Can I call a function from inside another function? Let's trace what happens and explore why we might want to organize our code this way.

When we call a function from the top level of a program, we create a new stack frame and store all our local variables there. When we later return from that function call, we pop off our stack frame and pass our return value back to the caller. If a function calls another function within its function body, we just do the same thing, but we're going one level deeper. When execution reaches that inner function call, the computer pauses what it's doing, loads that function's instructions, and then goes off to execute them.

This creates a new stack frame on top of our existing stack frame. Our existing stack frame stays where it is because we're not done executing that function yet; it hasn't returned. The computer needs to preserve that state so we can go back and finish executing the function later. Any parameters or variables that are a part of this function get stored on that new top stack frame. When we reach this function's return statement, we exit out, pop off that top stack frame, and return back to where that function was called, which in this case was inside another function.

Notice that the top stack frame now, which is the one that's accessible, is the one that has the state for this function call, and then the computer picks up execution of this function where it left off. We can, in theory, go as many levels deep as we want. Every time the computer calls a function, it creates a new stack frame on the very top, and every time the computer returns from a function call, it pops off the top stack frame. That way, each stack frame is keeping track of the variables local to a specific function call. If we need to pass information through that pipeline of function calls, we can just use the function parameters; we can pass it as an argument to the first function call, which can then pass it as an argument to the inner function call.

Okay, but why might we nest a function call in the first place? Let's set the scene. Imagine a video game where players try to sneak into a building without being detected by the guards. Your chance of detection depends on the volume of your footsteps, and the volume of your footsteps depends on how fast you're moving and the environment you're in. You can be super quiet, crouching in the grass, or you can be super loud, running on metal. Now, here's one way to solve that problem: I have one giant function that takes in as parameters the player's movement type and environment, and then it returns out a Boolean that tells us whether the player has been detected. I can now call this function across my game anytime a player is sneaking around.

So what's the problem then?

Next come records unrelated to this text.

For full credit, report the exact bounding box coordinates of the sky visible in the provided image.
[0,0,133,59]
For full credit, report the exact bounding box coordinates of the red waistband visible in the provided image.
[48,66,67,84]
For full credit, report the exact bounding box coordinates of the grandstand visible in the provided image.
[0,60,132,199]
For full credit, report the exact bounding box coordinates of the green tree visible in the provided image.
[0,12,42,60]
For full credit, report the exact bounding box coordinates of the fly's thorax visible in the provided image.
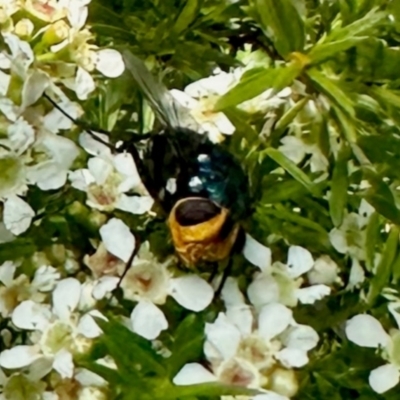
[168,197,240,266]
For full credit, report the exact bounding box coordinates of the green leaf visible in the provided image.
[363,170,400,225]
[367,226,399,305]
[364,212,381,272]
[272,97,309,138]
[309,37,366,65]
[167,314,205,378]
[252,0,305,58]
[327,8,386,42]
[95,318,166,378]
[329,144,350,227]
[172,0,199,35]
[370,85,400,110]
[263,148,317,195]
[261,204,329,235]
[307,68,355,117]
[215,62,302,111]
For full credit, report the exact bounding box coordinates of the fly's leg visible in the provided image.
[43,92,152,147]
[207,262,219,284]
[214,257,234,298]
[115,235,141,293]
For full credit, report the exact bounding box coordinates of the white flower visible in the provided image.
[0,278,103,378]
[0,261,60,318]
[27,133,79,190]
[329,213,365,260]
[70,152,153,214]
[307,255,340,285]
[94,218,214,340]
[247,245,332,309]
[170,88,235,143]
[175,278,317,398]
[345,314,400,393]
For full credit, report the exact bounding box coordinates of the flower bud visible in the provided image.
[14,19,34,39]
[269,368,298,398]
[42,20,69,46]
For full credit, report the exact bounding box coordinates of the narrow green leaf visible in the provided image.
[391,252,400,283]
[252,0,305,57]
[370,86,400,110]
[215,63,302,111]
[261,205,329,235]
[367,226,399,305]
[332,106,372,166]
[327,8,386,42]
[309,37,366,65]
[363,170,400,225]
[95,318,166,377]
[329,144,350,227]
[364,212,380,272]
[273,97,309,136]
[172,0,199,35]
[264,148,317,194]
[223,108,259,142]
[167,315,204,378]
[307,68,355,117]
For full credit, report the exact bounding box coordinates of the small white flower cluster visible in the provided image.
[173,277,318,399]
[0,0,125,238]
[170,237,342,398]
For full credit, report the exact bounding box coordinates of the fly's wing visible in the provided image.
[122,50,200,131]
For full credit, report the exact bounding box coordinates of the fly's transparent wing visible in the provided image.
[122,50,199,131]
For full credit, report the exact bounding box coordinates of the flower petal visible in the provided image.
[258,303,293,340]
[53,349,74,379]
[116,195,154,215]
[173,363,216,385]
[52,278,81,320]
[75,67,95,100]
[0,345,41,369]
[282,324,319,351]
[169,275,213,312]
[3,195,35,235]
[77,311,105,339]
[226,305,253,336]
[243,234,271,270]
[296,285,331,305]
[21,70,49,108]
[31,265,61,292]
[247,275,280,309]
[130,301,168,340]
[345,314,389,348]
[7,117,35,154]
[287,246,314,278]
[253,392,290,400]
[0,260,17,286]
[92,276,119,300]
[100,218,135,263]
[369,364,400,394]
[205,313,241,360]
[221,277,246,307]
[12,300,52,331]
[96,49,125,78]
[75,368,106,387]
[79,132,112,157]
[275,348,309,368]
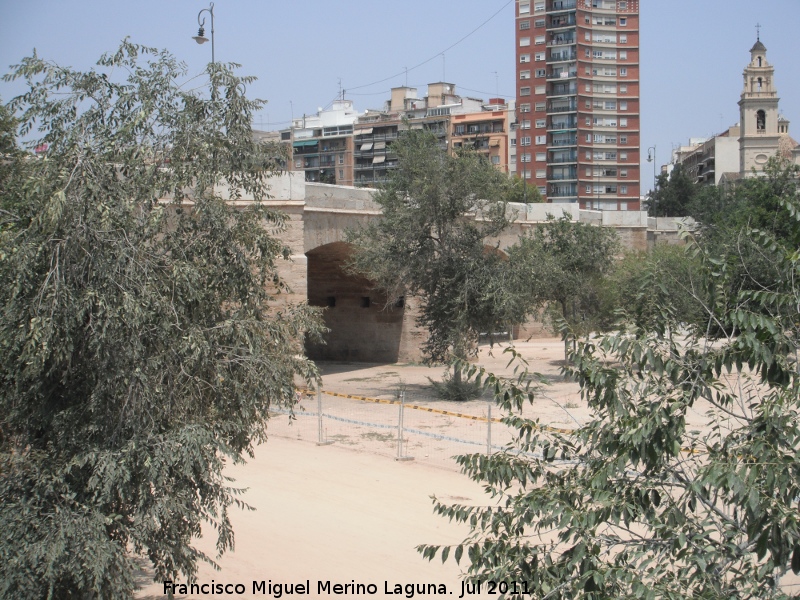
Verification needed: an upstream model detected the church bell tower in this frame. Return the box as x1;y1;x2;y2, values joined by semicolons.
738;34;781;175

Well, it's true that I technically have a function, but this function body is huge. Within one function, I'm performing several different tasks. First, I calculate the player's footstep volume based on their movement. Then, I adjust that volume based on the environment they're in. Lastly, I compare that volume against a random detection threshold. When a function does a lot of different things, it makes the program harder to read because it's not always obvious from the function name all of the things that that giant function does.

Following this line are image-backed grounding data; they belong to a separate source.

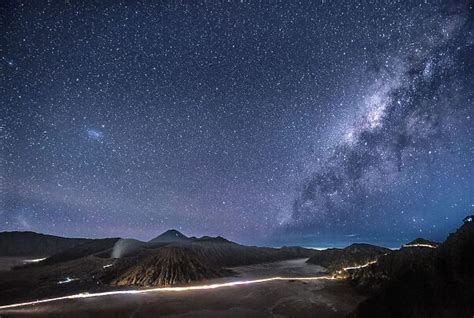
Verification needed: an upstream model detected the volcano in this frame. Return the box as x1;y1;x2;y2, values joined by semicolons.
110;246;229;287
148;229;190;244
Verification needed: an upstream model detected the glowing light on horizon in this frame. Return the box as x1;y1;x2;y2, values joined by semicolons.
0;276;335;310
402;244;437;249
303;246;330;251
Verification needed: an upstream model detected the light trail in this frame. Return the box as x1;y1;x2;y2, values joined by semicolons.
402;244;437;249
341;260;377;271
22;258;46;263
57;277;79;284
0;276;335;310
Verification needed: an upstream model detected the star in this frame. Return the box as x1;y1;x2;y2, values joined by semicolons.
2;1;472;246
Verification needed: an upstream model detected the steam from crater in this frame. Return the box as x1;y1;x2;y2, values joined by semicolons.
111;239;142;259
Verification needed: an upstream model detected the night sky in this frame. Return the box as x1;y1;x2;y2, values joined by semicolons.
2;1;473;247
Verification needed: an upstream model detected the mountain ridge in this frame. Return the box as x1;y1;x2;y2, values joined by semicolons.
306;243;391;270
0;231;91;257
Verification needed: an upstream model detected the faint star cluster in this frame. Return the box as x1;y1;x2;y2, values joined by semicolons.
2;1;473;245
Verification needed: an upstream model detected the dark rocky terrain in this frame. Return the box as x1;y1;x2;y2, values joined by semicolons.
103;234;315;287
110;246;230;286
306;243;391;271
348;221;474;318
0;231;90;257
0;259;362;318
1;223;472;317
176;238;314;267
0;229;318;305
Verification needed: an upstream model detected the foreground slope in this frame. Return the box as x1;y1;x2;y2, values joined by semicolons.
306;243;391;271
348;221;474;317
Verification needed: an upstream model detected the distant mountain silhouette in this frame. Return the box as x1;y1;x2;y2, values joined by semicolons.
195;235;231;243
403;237;439;247
39;238;121;266
149;229;190;243
0;231;90;257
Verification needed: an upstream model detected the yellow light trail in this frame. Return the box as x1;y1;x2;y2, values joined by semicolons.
0;276;335;310
341;260;377;271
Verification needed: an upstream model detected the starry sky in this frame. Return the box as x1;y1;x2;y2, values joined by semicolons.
2;1;473;247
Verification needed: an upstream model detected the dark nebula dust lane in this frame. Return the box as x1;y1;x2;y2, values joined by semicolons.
2;1;473;245
289;7;474;240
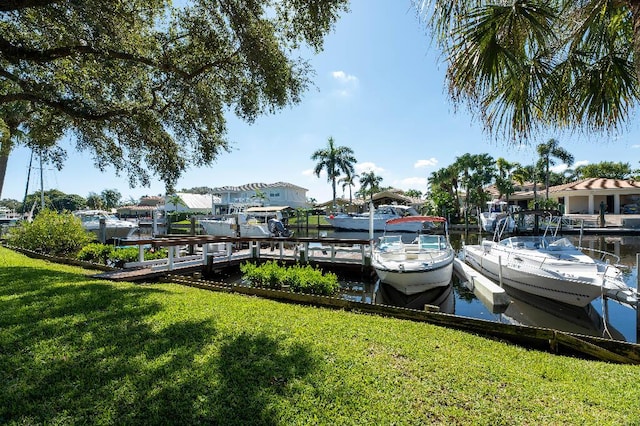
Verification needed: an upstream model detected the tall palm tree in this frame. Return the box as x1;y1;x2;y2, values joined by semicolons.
495;158;520;205
537;139;574;200
338;173;358;205
311;137;356;210
415;1;640;142
358;171;383;203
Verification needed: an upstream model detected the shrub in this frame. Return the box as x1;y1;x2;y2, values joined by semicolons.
77;243;115;264
6;209;93;256
77;243;169;266
240;261;340;296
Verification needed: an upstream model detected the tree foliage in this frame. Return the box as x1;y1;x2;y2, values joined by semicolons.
415;0;640;142
575;161;634;180
311;137;356;208
357;171;383;202
0;0;349;197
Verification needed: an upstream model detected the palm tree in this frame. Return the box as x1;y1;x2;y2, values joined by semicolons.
495;158;520;205
311;137;356;210
415;1;640;142
358;171;383;203
537;139;574;200
338;173;358;205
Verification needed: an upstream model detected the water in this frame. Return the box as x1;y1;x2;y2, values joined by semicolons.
294;228;640;343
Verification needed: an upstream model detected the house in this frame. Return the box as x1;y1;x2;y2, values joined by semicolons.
210;182;308;213
164;193;220;214
315;189;424;213
548;178;640;214
489;178;640;215
117;196;164;218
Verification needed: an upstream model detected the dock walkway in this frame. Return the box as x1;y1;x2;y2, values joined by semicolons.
95;235;373;281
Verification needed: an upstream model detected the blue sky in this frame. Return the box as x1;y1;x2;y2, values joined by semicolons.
4;0;640;204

Two, it makes it harder to test. If I pass in as arguments "walk" and "metal," and the function returns true, well, did it work? I don't know what that final value of volume was that it compared against the threshold, so it's hard to say whether that return value true makes sense or if there's some bug hiding in my function body.

And three, it makes the code harder to reuse. If every function performs only one task, then I can mix and match the functionality as I need. So how do we fix this? We just break it down into several smaller functions.

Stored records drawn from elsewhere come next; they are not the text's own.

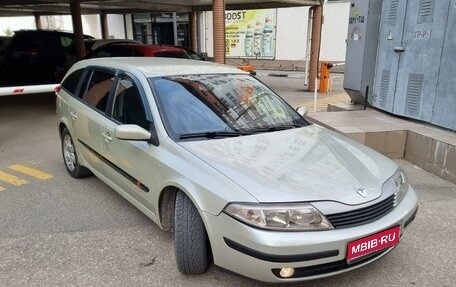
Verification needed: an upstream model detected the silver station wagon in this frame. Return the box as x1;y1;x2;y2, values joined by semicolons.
56;58;418;283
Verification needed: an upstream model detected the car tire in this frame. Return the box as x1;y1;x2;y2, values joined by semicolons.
174;191;210;274
61;128;91;178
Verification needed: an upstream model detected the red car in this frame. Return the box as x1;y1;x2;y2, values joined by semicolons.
83;44;206;61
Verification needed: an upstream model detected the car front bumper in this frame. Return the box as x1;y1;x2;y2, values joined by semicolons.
202;187;418;283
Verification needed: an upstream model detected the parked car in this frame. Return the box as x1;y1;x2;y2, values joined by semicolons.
56;57;418;283
83;43;206;61
64;39;143;74
83;39;142;53
5;29;93;84
0;36;11;74
65;38;142;57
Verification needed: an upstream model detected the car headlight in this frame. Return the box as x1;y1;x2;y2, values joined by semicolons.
224;203;333;231
385;168;409;205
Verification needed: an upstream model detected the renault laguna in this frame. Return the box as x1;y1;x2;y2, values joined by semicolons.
56;58;418;283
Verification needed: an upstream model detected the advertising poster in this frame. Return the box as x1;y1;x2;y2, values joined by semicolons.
225;9;277;59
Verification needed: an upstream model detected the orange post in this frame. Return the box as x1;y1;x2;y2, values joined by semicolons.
319;62;333;93
237;64;256;75
237;59;256;75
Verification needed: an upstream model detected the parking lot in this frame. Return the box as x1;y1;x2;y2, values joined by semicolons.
0;80;455;286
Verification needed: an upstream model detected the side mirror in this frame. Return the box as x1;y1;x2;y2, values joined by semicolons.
296;106;308;117
115;124;152;141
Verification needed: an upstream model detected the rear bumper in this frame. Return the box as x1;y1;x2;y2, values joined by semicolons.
201;187;418;283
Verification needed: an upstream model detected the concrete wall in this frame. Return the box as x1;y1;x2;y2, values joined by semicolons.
107;14;125;39
0;2;350;61
320;2;350;62
125;14;134;40
199;2;350;62
0;16;36;35
82;15;102;38
275;7;309;61
0;15;102;38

So first, let's separate out this movement task. We want to take in a base volume and movement type and return out the adjusted volume. So, we'll copy this conditional into our function body and return the volume. Then, inside this wrapper is detected function, we can delete this conditional and replace it with a function call.

Notice that this smaller function is very easy to test now because my function is doing one specific task. It's easy for me to gut check that my return values make sense. If I call it with the argument "Crouch," I should get a smaller volume; and if I call it with the argument "run," I should get a bigger volume. Then, I can just do that same thing with the environment conditional. I separate it out into a smaller function that takes in a volume and an environment type, and then returns out the adjusted volume. Then, I can come back here and nest that function call.

Notice that these function names describe the task that they perform, so we don't really need these comments anymore. Our function names are self-documenting now. For the detection check, I could nest a third function call here, but in this case, I think it might actually be better to separate out this functionality entirely. There's really no reason why this volume calculation needs to be tied to this threshold check.

So, I can instead have a wrapper get footstep volume function that takes in the movement and environment, and returns out the volume. That now lets me have a nice reusable, independent is detected function that takes in a volume and returns out a Boolean.

Okay, we've seen how this makes our program easier to test and easier to read. But how about this reusability benefit? If I want to now add a feature where, say, the player's voice can also give them away, I have these functions in place to make that really easy. A voice would also be modified by the environment, so I can reuse my environment function without having to think twice about it. Then, since I decoupled that detection threshold check, I can calculate my voice volume and then conveniently just plug it into the is detected function to build that whole feature. I had to do very little work because I solved most of those problems already.

So, the next time you're writing a program, think about breaking it down into small functions that each perform a specific task. Then, when you need to combine functionality to perform a bigger task, you can always nest those function calls in a wrapper function.